MANCHESTER, N.H. – It may seem like the public health crisis of vaping- and e-cigarette-related lung injuries was long ago. Now, doctors are warning that those who vape may be susceptible to more severe illness from the novel coronavirus.
“It’s an additive problem. Now, you have some underlying injury to start with, then you get infected with a virus. Now, much worse things can happen,” Dr. James Flynn, a cardiologist at Catholic Medical Center in Manchester, New Hampshire, said.
A 2019 survey by the Centers for Disease Control and Prevention found that one in three high school students are tobacco users. E-cigarettes were also the most commonly used tobacco product among high school and middle school students.
Dr. Flynn says that is a large group of people who may now have to worry about COVID-19.
“There’s the lung injury that we see that gets into the hospital that’s severe, but that’s probably just the tip of the iceberg. There’s probably 95% of kids doing that who have some lung injury,” Flynn said.
Plus, Flynn said, lung injuries from vaping and from the coronavirus look shockingly similar.

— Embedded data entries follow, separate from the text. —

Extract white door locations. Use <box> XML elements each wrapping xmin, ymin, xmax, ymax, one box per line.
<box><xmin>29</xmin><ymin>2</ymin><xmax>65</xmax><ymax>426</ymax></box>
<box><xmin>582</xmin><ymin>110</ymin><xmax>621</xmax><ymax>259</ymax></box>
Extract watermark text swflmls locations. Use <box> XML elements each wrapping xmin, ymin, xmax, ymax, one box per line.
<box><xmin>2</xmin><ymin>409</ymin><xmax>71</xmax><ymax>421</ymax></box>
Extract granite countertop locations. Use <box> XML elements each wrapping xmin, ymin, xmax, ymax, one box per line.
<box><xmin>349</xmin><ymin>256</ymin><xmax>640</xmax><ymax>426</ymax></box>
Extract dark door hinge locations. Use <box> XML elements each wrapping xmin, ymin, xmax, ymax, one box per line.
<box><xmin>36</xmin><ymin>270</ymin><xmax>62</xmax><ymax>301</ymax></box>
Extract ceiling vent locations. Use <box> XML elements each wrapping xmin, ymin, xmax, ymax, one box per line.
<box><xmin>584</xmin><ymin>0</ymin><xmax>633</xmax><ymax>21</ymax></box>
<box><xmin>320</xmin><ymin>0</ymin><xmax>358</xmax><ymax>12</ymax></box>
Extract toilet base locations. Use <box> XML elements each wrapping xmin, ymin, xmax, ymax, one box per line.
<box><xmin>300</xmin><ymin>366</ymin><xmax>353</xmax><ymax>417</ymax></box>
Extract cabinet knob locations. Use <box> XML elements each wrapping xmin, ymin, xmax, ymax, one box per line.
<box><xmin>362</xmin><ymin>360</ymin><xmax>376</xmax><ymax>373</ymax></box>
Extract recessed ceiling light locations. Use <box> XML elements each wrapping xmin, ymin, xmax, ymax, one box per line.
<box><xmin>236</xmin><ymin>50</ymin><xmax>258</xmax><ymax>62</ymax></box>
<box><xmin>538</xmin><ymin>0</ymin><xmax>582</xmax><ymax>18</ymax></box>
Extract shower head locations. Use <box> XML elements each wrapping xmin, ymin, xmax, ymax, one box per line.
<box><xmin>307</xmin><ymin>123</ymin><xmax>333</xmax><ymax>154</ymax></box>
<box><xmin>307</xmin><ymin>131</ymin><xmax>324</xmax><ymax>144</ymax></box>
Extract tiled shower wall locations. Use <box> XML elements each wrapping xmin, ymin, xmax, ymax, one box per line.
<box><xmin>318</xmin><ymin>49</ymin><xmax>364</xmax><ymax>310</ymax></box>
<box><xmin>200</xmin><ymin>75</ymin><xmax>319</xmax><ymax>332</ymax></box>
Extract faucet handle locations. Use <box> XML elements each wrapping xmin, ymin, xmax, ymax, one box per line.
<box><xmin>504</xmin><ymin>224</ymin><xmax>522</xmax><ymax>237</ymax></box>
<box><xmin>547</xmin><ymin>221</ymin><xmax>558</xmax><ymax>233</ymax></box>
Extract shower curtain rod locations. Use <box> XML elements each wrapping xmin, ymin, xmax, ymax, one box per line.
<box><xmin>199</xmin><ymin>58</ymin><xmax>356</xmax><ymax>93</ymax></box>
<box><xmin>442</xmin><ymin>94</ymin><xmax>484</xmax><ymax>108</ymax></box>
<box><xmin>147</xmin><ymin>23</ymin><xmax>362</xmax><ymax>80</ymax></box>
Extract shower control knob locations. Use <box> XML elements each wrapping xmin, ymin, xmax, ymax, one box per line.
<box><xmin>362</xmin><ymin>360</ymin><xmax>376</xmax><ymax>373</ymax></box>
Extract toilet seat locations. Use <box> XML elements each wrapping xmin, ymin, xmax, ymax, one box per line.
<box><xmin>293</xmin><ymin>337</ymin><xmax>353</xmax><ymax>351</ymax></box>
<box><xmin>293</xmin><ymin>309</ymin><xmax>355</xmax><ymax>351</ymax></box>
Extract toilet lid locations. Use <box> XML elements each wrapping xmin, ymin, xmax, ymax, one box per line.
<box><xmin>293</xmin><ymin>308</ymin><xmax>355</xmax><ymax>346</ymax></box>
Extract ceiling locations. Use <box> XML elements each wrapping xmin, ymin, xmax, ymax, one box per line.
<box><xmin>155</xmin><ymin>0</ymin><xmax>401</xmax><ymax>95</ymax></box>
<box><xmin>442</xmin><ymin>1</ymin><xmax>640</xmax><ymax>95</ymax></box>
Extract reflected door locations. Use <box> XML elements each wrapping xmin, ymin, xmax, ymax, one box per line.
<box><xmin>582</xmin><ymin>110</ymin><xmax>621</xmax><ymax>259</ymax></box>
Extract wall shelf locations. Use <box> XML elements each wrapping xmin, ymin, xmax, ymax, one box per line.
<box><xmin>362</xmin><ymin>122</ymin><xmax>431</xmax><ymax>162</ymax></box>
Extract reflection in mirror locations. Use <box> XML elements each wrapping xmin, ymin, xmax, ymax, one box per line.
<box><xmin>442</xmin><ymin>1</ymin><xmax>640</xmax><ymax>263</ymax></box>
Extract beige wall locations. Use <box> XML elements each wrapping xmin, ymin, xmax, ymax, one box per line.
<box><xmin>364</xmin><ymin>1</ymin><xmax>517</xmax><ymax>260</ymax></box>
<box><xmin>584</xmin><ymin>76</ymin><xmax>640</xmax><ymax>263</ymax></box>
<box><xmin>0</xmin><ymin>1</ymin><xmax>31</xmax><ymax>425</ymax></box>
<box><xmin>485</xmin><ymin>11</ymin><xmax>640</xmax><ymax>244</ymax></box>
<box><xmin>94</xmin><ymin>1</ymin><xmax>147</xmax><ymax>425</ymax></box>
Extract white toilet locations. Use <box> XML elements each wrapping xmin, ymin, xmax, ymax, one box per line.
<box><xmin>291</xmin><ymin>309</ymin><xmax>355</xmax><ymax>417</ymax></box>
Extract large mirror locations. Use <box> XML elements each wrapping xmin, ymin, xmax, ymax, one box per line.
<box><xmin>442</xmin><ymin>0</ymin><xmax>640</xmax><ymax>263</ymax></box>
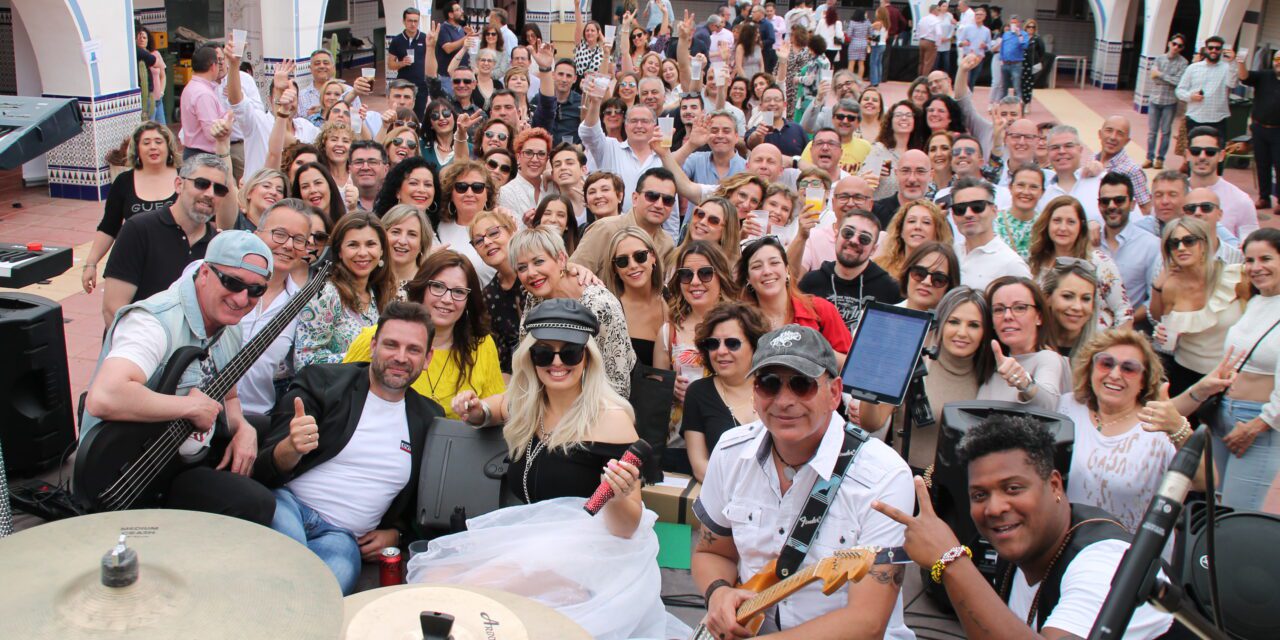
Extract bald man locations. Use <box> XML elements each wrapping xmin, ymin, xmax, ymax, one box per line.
<box><xmin>1094</xmin><ymin>115</ymin><xmax>1151</xmax><ymax>214</ymax></box>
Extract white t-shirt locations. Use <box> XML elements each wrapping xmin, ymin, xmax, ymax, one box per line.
<box><xmin>288</xmin><ymin>392</ymin><xmax>413</xmax><ymax>538</ymax></box>
<box><xmin>1009</xmin><ymin>540</ymin><xmax>1174</xmax><ymax>640</ymax></box>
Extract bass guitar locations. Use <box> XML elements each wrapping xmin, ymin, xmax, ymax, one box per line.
<box><xmin>690</xmin><ymin>547</ymin><xmax>910</xmax><ymax>640</ymax></box>
<box><xmin>72</xmin><ymin>261</ymin><xmax>333</xmax><ymax>512</ymax></box>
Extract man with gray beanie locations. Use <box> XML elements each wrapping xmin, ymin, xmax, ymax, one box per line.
<box><xmin>692</xmin><ymin>324</ymin><xmax>914</xmax><ymax>640</ymax></box>
<box><xmin>81</xmin><ymin>230</ymin><xmax>275</xmax><ymax>526</ymax></box>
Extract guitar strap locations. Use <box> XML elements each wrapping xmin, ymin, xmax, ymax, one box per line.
<box><xmin>774</xmin><ymin>422</ymin><xmax>870</xmax><ymax>580</ymax></box>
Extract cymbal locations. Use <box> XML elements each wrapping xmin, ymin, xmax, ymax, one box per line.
<box><xmin>0</xmin><ymin>509</ymin><xmax>342</xmax><ymax>640</ymax></box>
<box><xmin>343</xmin><ymin>584</ymin><xmax>591</xmax><ymax>640</ymax></box>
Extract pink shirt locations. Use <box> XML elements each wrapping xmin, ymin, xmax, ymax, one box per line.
<box><xmin>182</xmin><ymin>76</ymin><xmax>227</xmax><ymax>154</ymax></box>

“It also muddies the waters in terms of diagnosis, which is a real problem because when someone comes in with e-cigarette- or vaping-associated lung injury, the chest X-ray and the CT scan can look exactly the same as a COVID-19 infection,” Flynn said, “One you might treat with steroids. The other one you don’t want to treat with steroids. There’s different ways you treat these problems.”
That is why Flynn says it continues to be important that young people quit vaping and take precautions against the coronavirus.